La quatrième étape, c’est l’ancrage. Que ce soit vous ou l’autre qui parle en premier, assurez-vous qu’avant que qui que ce soit ne parle, vous ayez ensemble survolés différents comparables afin de baliser la discussion. Une fois que l’ancrage est posé, la quatrième étape c’est aussi de penser à toutes les concessions possibles, au sujet de dimensions secondaires de la transaction. C’est ici que la créativité est de mise. À chaque fois qu’on vous demandera une concession sur l’ancrage, vous ne bougerez pas sans avoir droit à des concessions qui le justifient. Au fur et à mesure que la transaction avance, par exemple dans le cadre de l’achat d’un immeuble, vous faites réaliser une inspection, un test environnemental, une évaluation agréée, un test environnemental, une offre de financement, et toutes ces nouvelles données peuvent permettre à obtenir des concessions, dans la mesure où elles présentent des données qui ne pouvaient être connues au départ. Attention, si vous négociez à Outremont un immeuble extrêmement en demande ou à Cowansville, un immeuble qui ne se vend pas depuis longtemps, vous ne pourrez pas réclamer les mêmes égards.
Et bref, cinquième étape, assurez-vous d’avoir toujours sous la main un contrat permettant d’officialiser ce qui est discuté, afin de cristalliser au plus vite possible les avancements apportés à la transaction. Trop souvent, par manque de rigueur formelle, on obtient des avancées, à l’oral, sur lesquelles le tiers partie revient par la suite, après avoir discuté à un beau frère, un comptable, un notaire, etc.
Un courtier ou pas ?
Pour faire simple, un bon courtier oui, un mauvais courtier non ! Ça simplifie énormément le processus de négociation que d’avoir quelqu’un qui transfère les requêtes de manière claire et officielle, avec un délai fixe. Ça évite des situations où un vendeur attend que vous lui donniez un prix, et qu’il se retourne ensuite de tous côtés pour voir si quelqu’un n’a pas mieux à offrir, qu’il revienne sur sa parole, que la transaction finisse pas traîner, etc. Un bon courtier a aussi un regard lucide à propos des valeurs transactionnelles et pourra vous aiguiller jusque dans la planification des optimisations. Un mauvais courtier cependant vous induira en erreur, soit par incompétence, soit par désir de clore la transaction le plus rapidement possible, et ne sera pas en mesure de justifier vos requêtes à partir de balises objectives.

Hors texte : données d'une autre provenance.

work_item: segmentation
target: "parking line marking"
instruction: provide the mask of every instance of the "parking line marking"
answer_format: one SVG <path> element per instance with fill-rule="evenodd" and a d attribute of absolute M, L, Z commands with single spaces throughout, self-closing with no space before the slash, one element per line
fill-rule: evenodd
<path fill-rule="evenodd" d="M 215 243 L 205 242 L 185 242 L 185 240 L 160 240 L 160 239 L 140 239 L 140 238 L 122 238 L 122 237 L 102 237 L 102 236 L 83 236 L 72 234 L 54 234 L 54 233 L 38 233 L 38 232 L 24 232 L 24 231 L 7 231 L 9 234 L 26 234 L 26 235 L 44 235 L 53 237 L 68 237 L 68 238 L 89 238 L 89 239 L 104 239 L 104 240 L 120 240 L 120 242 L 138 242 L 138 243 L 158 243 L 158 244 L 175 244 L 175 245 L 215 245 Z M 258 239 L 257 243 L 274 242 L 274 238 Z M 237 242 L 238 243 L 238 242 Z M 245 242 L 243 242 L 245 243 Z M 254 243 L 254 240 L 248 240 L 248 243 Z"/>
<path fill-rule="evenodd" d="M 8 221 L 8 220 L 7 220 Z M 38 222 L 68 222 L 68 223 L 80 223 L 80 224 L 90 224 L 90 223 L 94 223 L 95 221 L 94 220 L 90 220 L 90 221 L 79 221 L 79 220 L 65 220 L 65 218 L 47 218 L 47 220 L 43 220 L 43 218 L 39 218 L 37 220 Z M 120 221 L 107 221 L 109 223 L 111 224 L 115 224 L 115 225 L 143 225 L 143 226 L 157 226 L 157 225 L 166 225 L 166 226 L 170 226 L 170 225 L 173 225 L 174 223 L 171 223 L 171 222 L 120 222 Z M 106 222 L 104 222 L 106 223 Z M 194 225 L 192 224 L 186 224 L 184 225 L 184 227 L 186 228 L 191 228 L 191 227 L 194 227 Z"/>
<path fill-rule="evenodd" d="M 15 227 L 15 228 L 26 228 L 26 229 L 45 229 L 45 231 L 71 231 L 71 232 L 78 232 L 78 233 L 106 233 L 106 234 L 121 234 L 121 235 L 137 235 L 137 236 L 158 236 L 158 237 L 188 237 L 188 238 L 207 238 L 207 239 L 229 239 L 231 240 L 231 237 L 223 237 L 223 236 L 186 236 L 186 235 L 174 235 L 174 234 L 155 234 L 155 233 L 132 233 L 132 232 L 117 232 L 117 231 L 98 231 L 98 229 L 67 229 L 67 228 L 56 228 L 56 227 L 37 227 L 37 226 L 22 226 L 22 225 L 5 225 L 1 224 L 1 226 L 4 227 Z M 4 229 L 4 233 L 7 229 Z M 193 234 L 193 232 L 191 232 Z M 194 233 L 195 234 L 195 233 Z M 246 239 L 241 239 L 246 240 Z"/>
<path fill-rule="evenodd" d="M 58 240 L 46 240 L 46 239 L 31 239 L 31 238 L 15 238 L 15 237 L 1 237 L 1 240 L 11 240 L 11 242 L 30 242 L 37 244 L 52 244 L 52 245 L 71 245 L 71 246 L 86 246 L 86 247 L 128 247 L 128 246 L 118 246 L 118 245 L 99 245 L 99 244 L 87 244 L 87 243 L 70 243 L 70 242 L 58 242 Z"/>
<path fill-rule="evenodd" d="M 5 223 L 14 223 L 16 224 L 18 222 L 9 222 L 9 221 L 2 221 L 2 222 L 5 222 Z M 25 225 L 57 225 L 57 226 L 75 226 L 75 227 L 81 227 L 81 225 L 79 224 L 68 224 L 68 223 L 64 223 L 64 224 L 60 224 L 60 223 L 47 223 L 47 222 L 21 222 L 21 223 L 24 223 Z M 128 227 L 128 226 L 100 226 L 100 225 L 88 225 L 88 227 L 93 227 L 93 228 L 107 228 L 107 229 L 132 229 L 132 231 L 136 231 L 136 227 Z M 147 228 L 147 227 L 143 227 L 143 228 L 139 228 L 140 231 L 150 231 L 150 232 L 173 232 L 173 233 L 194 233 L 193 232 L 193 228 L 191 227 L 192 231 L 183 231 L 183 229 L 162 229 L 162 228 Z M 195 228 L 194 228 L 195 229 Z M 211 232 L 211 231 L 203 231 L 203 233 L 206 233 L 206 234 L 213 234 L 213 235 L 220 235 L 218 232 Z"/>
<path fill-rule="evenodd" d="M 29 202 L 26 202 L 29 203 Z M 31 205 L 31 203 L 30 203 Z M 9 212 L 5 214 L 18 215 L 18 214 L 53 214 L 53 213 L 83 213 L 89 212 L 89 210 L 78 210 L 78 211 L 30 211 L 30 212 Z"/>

Le prix, mais pas à tout prix !
Comme mentionné plus haut, il faut être au fait de l’ensemble des concessions qui concernent les variables secondaires de la transaction. Parfois un vendeur voudra absolument son prix et vous devriez plutôt négocier une dette subordonnée, la vacuité de certains logements à l’achat, une date notariale spécifique, des réparations, etc. Dans certains cas, même si le prix ne vous convient pas du tout, qu’il ne respecte pas vos ratios de base, il est très bien possible que vous puissiez tout de même aller chercher un TRI intéressant.
Conclusion
Par ailleurs, n’oubliez jamais qu’une grande partie de la négociation se passe de manière subliminale. Le ton de la voix est capital, on recommande généralement une voix grave et posée ou une voix sympathisante, joueuse. La gestuelle joue par ailleurs énormément aussi, par exemple, on recommande parfois de reproduire de manière subtile les comportements de l’autre, ce serait une manière inconsciente de lui signifier sa sympathie et sa ressemblance. Quoi qu’il en soit, il y aurait encore beaucoup à couvrir sur la négociation et il s’agit de l’une des compétences les plus importantes que vous aurez à développer dans votre entreprise d’investissement en immobilier multilogement.